A proibição atingirá plataformas como Instagram, TikTok, Facebook, Snapchat, YouTube e X. O governo britânico também pretende restringir transmissões ao vivo e impedir que menores tenham contato com desconhecidos em plataformas de jogos. Aplicativos de mensagens, como WhatsApp e Signal, ficarão de fora das restrições.
Segundo Starmer, a decisão foi inspirada no modelo adotado pela Austrália e busca aumentar a segurança de crianças e adolescentes no ambiente digital.

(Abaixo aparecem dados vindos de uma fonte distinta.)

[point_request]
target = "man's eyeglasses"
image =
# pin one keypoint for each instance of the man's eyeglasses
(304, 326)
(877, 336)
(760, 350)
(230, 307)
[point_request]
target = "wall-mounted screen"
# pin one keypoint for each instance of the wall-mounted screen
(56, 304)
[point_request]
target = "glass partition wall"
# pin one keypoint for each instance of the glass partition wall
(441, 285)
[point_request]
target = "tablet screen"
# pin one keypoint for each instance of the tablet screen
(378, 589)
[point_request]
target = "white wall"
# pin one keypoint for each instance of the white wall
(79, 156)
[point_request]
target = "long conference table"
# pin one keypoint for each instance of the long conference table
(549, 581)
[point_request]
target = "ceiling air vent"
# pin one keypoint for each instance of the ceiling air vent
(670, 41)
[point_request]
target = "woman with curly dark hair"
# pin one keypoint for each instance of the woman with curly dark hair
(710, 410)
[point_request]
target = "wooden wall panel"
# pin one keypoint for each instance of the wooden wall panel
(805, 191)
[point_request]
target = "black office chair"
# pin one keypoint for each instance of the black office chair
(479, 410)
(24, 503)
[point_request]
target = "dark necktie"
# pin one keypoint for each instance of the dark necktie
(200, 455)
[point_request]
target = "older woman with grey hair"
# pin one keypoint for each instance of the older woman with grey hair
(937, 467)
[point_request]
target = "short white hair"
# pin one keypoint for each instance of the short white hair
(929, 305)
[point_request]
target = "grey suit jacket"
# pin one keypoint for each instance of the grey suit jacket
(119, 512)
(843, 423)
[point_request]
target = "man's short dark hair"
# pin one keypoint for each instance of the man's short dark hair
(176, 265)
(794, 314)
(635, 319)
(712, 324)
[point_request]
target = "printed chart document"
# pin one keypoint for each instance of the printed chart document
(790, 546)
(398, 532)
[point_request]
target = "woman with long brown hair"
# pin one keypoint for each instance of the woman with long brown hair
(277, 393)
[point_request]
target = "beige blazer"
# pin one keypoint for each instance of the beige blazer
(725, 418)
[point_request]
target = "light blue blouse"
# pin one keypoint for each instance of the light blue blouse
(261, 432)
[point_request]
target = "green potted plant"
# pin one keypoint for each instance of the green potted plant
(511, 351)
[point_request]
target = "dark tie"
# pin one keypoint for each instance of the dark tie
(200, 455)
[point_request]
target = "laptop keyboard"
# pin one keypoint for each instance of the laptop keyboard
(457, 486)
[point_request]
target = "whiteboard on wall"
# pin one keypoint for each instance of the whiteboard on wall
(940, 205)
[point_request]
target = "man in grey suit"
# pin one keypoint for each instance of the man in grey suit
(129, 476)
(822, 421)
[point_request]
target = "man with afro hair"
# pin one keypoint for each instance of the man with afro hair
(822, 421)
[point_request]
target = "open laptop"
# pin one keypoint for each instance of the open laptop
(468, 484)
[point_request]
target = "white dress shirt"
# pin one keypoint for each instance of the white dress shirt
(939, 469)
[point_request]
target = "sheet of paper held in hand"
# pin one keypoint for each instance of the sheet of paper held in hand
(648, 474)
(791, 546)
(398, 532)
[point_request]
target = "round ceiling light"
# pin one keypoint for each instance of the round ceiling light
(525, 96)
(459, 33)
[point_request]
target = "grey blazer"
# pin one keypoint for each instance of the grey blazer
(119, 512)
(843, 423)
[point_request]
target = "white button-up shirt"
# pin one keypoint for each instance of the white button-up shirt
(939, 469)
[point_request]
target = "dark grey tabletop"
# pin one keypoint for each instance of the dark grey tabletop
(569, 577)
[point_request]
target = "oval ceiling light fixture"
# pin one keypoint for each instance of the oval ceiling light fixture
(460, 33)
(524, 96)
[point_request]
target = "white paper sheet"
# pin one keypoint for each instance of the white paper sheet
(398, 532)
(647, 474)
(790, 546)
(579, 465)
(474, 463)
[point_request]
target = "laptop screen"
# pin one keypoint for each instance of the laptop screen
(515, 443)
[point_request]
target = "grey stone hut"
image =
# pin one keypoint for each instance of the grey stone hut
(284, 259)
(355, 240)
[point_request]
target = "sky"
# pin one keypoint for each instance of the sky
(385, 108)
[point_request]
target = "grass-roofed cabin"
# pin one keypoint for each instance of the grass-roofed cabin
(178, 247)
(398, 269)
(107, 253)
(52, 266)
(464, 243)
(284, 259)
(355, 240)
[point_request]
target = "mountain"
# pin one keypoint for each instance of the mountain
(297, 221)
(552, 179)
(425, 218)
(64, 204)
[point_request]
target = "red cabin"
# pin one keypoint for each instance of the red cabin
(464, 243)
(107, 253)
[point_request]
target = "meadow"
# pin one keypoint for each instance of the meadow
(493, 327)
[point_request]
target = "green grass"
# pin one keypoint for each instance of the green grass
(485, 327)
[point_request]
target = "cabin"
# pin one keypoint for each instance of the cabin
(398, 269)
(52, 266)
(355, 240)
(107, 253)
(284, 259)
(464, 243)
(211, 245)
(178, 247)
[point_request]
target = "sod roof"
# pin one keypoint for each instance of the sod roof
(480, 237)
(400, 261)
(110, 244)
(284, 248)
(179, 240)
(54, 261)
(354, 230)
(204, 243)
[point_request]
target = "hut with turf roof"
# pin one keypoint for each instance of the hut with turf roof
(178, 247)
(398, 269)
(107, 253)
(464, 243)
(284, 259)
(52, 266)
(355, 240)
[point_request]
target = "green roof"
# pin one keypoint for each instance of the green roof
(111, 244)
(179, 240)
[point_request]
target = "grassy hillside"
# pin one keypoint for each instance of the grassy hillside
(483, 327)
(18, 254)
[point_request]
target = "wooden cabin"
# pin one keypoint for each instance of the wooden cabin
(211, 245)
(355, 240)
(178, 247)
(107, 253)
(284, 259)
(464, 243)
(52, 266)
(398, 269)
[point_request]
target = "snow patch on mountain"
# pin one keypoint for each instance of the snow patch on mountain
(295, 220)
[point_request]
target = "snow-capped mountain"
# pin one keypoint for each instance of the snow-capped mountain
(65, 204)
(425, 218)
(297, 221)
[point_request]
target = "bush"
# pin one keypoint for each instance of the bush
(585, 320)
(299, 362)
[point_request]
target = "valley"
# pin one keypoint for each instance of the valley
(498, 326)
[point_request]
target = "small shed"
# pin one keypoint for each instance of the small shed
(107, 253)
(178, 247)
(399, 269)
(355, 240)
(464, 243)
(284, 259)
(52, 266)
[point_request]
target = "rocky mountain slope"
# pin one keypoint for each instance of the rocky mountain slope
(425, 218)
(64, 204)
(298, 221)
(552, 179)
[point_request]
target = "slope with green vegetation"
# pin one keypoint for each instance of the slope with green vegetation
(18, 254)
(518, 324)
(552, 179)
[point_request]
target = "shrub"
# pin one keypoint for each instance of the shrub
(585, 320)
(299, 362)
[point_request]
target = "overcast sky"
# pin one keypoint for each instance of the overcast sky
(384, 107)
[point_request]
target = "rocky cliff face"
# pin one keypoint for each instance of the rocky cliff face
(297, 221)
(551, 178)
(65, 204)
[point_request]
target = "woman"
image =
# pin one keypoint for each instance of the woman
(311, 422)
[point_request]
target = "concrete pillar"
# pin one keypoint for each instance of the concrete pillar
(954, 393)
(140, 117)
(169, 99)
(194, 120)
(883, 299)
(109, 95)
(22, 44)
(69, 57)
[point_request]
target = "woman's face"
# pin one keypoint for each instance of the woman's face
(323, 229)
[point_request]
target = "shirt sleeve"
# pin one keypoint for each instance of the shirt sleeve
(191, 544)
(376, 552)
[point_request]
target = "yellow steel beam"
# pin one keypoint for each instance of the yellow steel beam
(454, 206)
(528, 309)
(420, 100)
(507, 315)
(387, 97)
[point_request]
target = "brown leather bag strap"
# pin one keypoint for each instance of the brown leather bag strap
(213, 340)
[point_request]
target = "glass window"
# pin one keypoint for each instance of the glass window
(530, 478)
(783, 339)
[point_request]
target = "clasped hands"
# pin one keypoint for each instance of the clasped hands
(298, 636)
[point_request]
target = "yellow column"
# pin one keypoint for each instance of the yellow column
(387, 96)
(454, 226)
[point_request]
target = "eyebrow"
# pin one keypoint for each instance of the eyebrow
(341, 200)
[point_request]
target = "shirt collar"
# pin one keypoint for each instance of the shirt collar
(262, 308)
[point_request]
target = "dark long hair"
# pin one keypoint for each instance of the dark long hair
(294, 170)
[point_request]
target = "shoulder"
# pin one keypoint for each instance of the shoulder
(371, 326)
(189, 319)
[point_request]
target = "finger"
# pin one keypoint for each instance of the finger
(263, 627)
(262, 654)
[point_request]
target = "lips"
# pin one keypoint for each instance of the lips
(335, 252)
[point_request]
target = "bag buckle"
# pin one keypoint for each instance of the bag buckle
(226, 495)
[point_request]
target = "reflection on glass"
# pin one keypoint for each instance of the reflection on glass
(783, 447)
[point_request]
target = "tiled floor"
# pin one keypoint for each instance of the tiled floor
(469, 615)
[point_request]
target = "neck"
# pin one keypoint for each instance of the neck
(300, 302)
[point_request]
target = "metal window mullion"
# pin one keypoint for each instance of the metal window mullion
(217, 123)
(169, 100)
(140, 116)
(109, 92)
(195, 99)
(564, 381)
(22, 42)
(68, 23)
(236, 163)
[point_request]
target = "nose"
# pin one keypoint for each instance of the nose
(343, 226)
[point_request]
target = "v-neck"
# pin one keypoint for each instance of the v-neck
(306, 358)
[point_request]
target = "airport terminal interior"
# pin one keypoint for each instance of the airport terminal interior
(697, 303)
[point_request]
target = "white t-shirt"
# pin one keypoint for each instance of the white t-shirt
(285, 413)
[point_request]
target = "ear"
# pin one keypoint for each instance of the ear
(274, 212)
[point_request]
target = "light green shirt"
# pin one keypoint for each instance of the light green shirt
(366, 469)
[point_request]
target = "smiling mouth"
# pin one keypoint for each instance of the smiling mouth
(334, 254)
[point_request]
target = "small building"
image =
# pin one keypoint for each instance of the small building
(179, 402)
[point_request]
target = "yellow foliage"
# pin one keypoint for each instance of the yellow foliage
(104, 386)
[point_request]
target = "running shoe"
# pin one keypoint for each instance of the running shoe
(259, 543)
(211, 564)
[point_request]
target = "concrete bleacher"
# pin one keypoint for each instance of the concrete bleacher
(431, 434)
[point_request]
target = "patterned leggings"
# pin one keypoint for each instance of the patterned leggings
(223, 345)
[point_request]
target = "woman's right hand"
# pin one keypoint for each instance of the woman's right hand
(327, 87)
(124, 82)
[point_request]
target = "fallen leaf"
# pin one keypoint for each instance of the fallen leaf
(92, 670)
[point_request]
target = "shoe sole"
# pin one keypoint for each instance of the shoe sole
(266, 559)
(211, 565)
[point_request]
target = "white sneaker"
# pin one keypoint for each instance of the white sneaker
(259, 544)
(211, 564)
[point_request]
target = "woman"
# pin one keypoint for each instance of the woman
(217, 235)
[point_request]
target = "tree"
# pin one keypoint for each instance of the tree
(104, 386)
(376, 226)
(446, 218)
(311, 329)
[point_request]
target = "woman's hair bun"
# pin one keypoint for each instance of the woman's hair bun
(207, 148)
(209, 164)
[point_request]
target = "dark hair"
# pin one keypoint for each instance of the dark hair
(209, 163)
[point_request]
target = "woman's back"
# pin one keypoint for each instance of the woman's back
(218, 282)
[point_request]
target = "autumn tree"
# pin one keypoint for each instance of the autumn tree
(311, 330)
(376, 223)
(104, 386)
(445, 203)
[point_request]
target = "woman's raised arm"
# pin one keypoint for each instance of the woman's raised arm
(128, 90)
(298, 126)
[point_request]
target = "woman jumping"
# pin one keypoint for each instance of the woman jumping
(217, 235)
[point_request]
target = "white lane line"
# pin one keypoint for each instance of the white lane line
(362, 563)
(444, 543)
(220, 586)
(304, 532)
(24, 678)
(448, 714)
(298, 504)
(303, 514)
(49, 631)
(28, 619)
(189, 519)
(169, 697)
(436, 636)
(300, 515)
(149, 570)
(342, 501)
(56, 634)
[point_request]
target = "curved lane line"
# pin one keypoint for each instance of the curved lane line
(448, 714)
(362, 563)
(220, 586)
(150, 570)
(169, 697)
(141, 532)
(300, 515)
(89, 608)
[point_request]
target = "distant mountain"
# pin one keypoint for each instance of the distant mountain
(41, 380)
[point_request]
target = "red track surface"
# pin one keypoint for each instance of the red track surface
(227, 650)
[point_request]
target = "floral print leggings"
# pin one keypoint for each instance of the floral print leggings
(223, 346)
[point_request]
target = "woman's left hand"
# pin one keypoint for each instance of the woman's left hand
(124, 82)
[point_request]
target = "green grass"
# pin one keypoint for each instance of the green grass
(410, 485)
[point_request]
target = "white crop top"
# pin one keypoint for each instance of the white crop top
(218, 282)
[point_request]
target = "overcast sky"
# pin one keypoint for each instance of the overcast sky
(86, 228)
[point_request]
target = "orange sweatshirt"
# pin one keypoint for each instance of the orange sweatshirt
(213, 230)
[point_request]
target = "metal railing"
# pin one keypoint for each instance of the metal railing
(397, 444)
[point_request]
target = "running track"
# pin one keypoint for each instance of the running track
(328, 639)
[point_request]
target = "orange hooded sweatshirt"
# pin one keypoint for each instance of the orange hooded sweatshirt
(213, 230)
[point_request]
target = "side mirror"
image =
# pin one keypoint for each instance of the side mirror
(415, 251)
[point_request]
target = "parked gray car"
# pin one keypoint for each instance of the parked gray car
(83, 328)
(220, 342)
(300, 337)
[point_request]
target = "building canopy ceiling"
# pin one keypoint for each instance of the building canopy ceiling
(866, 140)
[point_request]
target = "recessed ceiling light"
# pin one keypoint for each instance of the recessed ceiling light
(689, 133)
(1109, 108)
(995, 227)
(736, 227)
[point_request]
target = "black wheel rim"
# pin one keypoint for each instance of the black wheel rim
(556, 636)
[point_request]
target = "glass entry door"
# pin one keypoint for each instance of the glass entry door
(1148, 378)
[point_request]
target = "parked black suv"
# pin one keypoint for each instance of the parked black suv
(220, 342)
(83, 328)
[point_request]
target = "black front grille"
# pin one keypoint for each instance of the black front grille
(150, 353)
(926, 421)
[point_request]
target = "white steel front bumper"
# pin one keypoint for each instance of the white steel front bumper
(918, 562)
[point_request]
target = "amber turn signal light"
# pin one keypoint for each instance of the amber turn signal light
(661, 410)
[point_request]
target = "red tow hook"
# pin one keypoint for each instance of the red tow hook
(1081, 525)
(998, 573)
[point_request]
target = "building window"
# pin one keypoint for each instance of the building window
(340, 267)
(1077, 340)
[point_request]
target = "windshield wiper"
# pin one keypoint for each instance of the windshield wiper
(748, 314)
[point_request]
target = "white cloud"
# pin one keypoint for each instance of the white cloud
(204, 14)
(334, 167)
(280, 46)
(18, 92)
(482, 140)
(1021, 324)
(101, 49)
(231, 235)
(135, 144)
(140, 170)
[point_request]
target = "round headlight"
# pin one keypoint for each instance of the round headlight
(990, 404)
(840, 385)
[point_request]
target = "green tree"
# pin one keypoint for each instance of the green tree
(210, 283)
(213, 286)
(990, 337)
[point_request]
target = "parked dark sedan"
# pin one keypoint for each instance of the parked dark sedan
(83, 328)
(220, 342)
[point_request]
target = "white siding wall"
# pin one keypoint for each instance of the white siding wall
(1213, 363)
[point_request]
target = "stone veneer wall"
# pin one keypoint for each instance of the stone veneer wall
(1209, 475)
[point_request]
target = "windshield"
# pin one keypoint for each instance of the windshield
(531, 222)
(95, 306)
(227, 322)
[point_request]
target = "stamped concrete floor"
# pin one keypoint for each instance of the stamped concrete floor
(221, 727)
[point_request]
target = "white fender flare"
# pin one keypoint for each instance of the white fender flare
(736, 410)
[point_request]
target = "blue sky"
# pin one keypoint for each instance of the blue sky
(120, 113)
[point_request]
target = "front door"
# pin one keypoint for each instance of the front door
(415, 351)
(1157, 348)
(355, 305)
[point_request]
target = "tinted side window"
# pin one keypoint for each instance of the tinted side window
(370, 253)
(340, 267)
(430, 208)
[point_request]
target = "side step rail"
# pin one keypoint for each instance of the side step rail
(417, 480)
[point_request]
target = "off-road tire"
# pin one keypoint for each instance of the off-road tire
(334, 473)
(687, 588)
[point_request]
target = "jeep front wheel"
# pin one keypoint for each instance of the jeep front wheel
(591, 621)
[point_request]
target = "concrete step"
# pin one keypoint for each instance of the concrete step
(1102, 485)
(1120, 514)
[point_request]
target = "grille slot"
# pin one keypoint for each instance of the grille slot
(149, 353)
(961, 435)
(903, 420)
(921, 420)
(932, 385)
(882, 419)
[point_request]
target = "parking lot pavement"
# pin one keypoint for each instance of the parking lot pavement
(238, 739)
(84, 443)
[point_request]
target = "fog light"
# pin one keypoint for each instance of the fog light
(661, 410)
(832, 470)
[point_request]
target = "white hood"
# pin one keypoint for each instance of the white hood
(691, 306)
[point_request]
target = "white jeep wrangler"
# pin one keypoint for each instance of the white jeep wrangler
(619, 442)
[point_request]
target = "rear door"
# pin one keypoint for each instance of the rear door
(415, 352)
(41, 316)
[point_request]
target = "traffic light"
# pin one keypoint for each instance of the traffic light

No Brasil, o debate sobre o uso de redes sociais por menores também tem ganhado força. Projetos em discussão no Congresso Nacional propõem regras mais rígidas para plataformas digitais, incluindo mecanismos de verificação de idade e maior controle parental, mas ainda não há uma proibição semelhante à anunciada pelos britânicos.
A iniciativa do Reino Unido pode aumentar a pressão por mudanças na legislação brasileira em meio às discussões sobre os impactos das redes sociais na saúde mental, na segurança e no desenvolvimento de crianças e adolescentes.